Hypnogogla which is also known as waking-sleep is a documented physiological condition in which a person is part way between sleeping and waking. It is during Hypnogogla that a person can experience both being conscious of their surrounding while also being in a dream-like state where they can perceive images from their subconscious. People experiencing waking sleep commonly report the sensation of lights or shadows moving around them, as well as other visual hallucinations. A feeling of dread is also a sensation that occurs when experiencing waking-sleep. Hypnogogla is also known as ‘the faces in the dark phenomenon’ because those who experience the state commonly report seeing faces while experiencing waking-sleep. Similar hypothesis have been put forward linking the condition to a number of other apparent paranormal experiences including alien abduction and paranormal nocturnal visitations.
The use of narcotics and psychotropic agents including methamphetamine, cocaine, and LSD can produce shadow human shaped hallucinations. Dopaminergic drugs such as pramlpexole can sometimes cause these hallucinations. Common over-the-counter medication can also have a similar effect if taken in sufficient quantity.
It has also been proven recently that areas with erratic or powerful electromagnetic fields can interfere with the electrical impulses or firing synapses of the human mind, thus influencing people subjected to such environments over time to believe that they are hearing or seeing ghosts, aliens, or perhaps shadow beings. Such environments include old buildings with substandard wiring, power plants, and areas with naturally occurring strong magnetic fields.
Certain neurological conditions, such as Photosensitive Epilepsy, and complex partial Seizures, have also been shown to cause sufferers to see shadow people. Photosensitive epilepsy is a form of epilepsy in which seizures are triggered by visual stimuli that form patterns in time or space, such as flashing lights, bold, regular patterns, or regular moving patterns. While Complex partial seizures are epileptic seizures that is limited to one cerebral hemisphere and causes impairment of awareness or responsiveness.

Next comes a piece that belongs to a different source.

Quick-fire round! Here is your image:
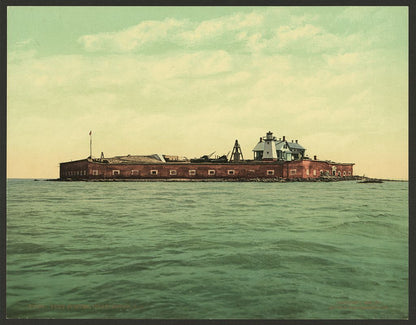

In conclusion, all of these theories that have been put forward by scientists are plausible as long as those factors that brought on the effect where present at the time the witness claimed to have seen the shadow person. Yet, here lies the heart of the problem between the believer and the skeptic one side says I know what I saw and none of this applies. While the other side hasn’t done enough out of the lab experiments in the home to verify their claims. Yet, it should be also noted that one aspect of alleged eyewitness accounts of shadow people that remains difficult to explain in objective scientific terms is the similarity of the shadow beings seen in these alleged accounts since children as young as four years old have seen them. Could it be a cultural throw back? that is making people around the globe to see the same thing? It is probable since there are many similarities between shadow people reports and the grim reaper that are shared in the subconscious of all people. Just as people all over the world report dreams of flying and failing.